= Suzie Q (dance move) =

Dance step

The Suzie Q (also Susie Q, Suzy Q or Susy Q) is a dance step in the Big Apple, Lindy Hop, Salsa, and other dances. In line dances this step is also known as heel twist (actually refers to step 2) or grind walk. The step is also used in jazz dance, and in Salsa shines.

The step originated from a novelty dance of the 1930s with the same name addressed in the 1936 song Doin' the Suzie-Q by Lil Hardin Armstrong.

== Name origin ==
The origin of the name "Suzie Q" is uncertain.
- An obituary published in The Salt Lake Tribune on September 21, 2008, for Susie Jane Dwyer (maiden name Quealy) (April 24, 1915 – September 17, 2008) of San Francisco makes the claim that "The popular song hit of the era, 'Doin' the Susie Q' was written in her honor."
- A December 12, 1936 news story claimed that the Suzie Q dance was introduced by two dancers from Georgia. The dancers had previously performed and introduced the dance at Syracuse, New York, but the audience misheard “Syracuse” as “Susie-Q.”

==The step==
The feet perform alternating cross steps and side steps with swivel action, as follows.

- On 1, put the right foot on the heel across the left foot and put the weight on this heel, the toe being on the floor.
- On 2, swivel on the heel, the right toe swinging to the right, while doing a small step by the left foot to the side, almost in place or simply transferring the weight onto the left foot, or stepping slightly back.

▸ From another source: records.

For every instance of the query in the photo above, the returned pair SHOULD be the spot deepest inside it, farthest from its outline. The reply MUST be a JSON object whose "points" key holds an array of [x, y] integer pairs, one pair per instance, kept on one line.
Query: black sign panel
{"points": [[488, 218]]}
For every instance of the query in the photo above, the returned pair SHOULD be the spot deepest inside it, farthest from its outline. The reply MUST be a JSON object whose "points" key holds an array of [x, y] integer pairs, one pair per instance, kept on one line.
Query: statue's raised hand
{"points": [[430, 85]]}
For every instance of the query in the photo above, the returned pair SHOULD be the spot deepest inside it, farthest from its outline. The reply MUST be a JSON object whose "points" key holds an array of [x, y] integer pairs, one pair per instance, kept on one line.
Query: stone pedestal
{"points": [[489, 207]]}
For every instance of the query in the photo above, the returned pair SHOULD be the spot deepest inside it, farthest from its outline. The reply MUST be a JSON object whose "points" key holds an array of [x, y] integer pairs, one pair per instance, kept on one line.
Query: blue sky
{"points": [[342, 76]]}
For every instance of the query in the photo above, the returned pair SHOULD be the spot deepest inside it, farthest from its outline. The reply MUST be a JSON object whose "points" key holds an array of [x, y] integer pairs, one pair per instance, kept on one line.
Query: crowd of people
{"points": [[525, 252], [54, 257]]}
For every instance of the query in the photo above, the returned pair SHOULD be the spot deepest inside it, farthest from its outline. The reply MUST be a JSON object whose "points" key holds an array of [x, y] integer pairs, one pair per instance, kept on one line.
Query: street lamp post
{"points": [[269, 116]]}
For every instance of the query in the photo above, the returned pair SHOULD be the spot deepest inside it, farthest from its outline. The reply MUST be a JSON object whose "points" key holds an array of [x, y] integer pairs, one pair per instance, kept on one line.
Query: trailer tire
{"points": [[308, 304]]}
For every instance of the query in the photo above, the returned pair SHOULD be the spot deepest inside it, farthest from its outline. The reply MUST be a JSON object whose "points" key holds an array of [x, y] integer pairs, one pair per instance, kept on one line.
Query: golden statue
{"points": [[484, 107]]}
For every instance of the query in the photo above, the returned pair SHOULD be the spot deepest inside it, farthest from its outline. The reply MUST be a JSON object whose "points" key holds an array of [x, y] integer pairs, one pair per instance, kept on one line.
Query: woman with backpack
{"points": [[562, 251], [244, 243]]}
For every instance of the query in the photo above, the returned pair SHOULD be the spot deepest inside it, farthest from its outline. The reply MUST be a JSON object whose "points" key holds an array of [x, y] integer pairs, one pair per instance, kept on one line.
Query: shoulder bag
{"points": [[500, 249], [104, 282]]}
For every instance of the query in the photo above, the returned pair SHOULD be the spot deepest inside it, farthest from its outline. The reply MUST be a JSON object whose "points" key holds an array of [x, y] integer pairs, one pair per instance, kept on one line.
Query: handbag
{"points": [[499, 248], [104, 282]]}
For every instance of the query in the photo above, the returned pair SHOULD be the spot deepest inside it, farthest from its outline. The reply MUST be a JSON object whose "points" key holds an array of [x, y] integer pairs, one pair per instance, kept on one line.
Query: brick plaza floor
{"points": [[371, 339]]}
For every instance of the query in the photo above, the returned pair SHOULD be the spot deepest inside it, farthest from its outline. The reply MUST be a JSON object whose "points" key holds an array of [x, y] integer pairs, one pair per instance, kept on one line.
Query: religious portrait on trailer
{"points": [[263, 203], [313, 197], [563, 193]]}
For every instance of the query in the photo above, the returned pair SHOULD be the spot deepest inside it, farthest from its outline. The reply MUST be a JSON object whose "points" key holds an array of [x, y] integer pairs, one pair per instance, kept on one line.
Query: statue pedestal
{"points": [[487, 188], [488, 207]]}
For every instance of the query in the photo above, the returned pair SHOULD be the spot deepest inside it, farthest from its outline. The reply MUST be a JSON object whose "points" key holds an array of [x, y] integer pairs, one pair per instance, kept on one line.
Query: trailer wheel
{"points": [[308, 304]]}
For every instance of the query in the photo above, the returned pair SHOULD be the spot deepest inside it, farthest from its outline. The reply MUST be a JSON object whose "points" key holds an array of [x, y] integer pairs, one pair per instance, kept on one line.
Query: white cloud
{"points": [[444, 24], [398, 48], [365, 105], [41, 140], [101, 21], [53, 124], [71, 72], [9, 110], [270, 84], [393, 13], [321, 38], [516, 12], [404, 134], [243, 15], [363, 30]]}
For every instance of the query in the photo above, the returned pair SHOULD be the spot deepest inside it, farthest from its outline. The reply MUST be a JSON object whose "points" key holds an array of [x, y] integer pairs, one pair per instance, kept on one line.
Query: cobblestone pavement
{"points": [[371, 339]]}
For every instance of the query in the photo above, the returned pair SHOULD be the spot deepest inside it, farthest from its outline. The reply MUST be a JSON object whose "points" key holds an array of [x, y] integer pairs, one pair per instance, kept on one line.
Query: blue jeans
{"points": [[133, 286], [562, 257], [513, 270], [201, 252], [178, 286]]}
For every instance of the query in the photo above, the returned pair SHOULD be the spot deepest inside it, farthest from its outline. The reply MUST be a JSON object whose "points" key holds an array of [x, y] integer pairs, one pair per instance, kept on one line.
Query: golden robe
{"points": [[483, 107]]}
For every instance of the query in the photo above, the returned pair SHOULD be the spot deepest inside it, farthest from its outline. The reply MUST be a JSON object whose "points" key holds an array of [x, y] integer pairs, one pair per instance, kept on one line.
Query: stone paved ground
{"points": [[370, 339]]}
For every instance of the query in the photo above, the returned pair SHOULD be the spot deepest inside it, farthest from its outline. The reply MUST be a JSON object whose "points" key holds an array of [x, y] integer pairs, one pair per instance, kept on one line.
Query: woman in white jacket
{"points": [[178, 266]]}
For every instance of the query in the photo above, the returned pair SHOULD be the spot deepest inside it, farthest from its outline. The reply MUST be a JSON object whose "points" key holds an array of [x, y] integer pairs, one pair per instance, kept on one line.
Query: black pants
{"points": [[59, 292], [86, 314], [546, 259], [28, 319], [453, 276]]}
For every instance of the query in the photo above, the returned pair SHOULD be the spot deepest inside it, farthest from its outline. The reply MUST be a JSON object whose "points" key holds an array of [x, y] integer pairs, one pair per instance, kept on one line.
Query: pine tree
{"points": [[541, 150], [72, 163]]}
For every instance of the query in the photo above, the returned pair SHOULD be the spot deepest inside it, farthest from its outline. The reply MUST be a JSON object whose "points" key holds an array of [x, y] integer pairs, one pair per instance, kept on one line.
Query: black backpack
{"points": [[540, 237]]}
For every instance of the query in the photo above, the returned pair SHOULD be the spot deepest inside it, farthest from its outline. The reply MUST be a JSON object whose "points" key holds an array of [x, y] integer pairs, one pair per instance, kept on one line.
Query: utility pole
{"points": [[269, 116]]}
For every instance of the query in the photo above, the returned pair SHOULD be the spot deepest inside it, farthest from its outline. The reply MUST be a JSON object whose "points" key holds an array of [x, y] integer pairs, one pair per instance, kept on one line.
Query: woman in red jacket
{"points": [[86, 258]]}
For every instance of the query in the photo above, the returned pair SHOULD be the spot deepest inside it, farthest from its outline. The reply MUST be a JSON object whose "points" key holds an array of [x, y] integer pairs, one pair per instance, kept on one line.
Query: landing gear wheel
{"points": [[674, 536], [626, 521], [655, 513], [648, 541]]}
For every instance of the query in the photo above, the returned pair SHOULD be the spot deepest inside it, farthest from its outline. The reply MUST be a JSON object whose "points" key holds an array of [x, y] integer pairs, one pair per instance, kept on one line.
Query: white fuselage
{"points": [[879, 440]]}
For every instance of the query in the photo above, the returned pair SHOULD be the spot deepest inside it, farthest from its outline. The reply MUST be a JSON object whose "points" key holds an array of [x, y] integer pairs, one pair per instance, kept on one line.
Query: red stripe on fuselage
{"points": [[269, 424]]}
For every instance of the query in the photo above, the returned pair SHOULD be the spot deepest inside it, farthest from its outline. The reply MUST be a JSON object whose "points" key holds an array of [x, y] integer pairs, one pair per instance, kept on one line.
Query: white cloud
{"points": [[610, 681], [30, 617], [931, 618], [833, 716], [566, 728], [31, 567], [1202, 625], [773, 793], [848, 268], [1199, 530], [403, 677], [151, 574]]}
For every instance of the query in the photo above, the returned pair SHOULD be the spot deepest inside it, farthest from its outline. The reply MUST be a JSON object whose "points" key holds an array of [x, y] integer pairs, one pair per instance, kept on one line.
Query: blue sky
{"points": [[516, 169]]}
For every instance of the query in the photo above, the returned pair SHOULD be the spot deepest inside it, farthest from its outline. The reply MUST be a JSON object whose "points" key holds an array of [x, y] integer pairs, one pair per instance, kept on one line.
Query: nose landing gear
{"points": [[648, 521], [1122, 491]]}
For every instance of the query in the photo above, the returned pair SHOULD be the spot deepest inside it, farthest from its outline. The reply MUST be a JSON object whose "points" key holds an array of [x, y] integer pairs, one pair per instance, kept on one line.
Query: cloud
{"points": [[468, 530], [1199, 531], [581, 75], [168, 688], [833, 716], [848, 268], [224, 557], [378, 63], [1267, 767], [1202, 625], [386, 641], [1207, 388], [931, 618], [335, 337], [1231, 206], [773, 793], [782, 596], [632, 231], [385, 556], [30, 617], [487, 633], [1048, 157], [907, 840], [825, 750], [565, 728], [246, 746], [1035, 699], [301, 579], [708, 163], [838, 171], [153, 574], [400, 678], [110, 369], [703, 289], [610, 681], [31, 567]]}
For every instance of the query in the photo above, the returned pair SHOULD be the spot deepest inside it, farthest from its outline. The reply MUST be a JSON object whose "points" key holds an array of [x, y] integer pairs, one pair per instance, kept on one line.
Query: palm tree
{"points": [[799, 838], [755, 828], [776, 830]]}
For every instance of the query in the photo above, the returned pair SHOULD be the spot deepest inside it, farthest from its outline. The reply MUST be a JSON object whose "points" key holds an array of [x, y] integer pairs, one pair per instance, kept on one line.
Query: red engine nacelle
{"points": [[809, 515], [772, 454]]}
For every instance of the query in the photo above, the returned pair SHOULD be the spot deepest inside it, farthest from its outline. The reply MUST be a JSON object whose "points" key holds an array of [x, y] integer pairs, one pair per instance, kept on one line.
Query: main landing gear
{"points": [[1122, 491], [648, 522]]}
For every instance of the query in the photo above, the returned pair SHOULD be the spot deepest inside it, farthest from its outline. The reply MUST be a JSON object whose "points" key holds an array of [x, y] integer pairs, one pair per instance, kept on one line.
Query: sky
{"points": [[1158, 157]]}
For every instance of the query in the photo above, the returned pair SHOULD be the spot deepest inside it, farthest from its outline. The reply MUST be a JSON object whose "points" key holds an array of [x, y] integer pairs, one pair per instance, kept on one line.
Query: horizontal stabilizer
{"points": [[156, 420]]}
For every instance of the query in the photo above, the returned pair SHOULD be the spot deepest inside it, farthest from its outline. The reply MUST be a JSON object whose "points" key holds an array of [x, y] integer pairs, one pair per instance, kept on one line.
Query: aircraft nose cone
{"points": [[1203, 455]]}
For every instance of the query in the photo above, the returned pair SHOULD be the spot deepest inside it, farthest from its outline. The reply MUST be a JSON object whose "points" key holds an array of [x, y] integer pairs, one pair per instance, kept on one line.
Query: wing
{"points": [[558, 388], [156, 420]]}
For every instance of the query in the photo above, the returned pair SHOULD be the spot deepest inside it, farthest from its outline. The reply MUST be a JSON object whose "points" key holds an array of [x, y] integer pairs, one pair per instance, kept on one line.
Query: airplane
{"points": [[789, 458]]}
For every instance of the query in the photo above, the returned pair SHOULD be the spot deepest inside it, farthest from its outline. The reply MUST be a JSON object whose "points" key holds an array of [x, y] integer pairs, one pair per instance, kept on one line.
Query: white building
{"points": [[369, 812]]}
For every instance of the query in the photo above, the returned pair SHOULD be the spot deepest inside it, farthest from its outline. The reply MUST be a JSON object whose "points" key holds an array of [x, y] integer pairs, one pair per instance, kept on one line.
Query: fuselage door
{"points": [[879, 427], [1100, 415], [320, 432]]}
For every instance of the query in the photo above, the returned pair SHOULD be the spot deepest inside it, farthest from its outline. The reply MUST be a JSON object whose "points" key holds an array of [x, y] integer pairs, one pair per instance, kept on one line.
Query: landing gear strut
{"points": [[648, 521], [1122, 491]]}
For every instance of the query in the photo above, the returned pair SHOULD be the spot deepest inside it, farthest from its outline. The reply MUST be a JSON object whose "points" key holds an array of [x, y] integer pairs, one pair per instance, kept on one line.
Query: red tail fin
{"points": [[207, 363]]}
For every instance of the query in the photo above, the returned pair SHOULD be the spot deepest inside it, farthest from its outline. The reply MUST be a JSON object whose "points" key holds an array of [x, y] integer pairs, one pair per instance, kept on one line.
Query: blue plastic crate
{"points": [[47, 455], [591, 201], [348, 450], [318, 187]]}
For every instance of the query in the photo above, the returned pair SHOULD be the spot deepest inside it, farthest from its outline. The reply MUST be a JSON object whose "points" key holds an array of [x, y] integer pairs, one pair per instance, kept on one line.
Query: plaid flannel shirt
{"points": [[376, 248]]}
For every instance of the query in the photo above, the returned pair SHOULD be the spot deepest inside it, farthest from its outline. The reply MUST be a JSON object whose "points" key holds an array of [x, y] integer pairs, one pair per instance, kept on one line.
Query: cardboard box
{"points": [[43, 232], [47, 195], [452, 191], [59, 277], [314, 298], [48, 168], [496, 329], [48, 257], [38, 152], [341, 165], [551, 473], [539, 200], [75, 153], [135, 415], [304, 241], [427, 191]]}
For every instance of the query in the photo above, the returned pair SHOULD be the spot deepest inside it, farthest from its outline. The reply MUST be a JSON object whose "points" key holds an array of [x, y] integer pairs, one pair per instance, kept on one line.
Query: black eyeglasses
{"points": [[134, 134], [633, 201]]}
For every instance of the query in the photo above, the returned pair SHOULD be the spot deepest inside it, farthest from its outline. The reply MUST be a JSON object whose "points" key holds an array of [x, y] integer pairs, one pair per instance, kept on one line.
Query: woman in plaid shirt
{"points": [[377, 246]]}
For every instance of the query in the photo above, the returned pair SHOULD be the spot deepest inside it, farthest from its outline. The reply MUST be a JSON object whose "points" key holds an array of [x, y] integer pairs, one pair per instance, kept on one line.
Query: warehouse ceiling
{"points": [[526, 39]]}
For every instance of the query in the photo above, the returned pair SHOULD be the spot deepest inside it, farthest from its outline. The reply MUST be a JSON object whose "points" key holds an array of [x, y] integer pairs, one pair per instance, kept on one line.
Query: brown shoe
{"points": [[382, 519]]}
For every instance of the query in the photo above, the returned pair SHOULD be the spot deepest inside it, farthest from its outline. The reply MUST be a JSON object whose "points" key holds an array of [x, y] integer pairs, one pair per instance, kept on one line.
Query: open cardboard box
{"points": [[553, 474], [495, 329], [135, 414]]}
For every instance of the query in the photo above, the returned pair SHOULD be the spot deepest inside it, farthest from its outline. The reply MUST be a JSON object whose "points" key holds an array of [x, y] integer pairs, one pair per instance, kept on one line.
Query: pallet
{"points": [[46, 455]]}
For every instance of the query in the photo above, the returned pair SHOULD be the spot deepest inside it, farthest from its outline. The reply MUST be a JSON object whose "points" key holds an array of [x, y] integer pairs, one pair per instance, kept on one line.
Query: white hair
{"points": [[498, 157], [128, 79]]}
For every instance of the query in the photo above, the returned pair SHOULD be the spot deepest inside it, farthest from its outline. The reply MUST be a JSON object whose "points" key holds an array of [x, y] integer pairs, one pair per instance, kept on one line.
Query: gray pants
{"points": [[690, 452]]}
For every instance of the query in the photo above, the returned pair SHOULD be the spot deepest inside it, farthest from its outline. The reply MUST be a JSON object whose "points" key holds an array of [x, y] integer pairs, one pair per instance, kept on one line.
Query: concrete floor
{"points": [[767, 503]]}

Step 1 may also be accompanied with a light swivel of the left toe.

One may continue in one of the ways:
- Repeat steps 1 and 2 several times.
- or
  - On 3, step with the right foot to the right.
  - On 4, bring the left foot together or step across the right foot.
  - repeat steps 1, 2, 3, 4.
- or (change of direction)
  - On 3, step with the right foot to the right.
  - On 4, do nothing.
  - 5, 6, 7, 8 do any of the three patterns from the opposite foot.

===Partnered Suzy Qs===
In Lindy Hop, Suzy Qs can be performed by couples, either facing each other in open position, or side by side.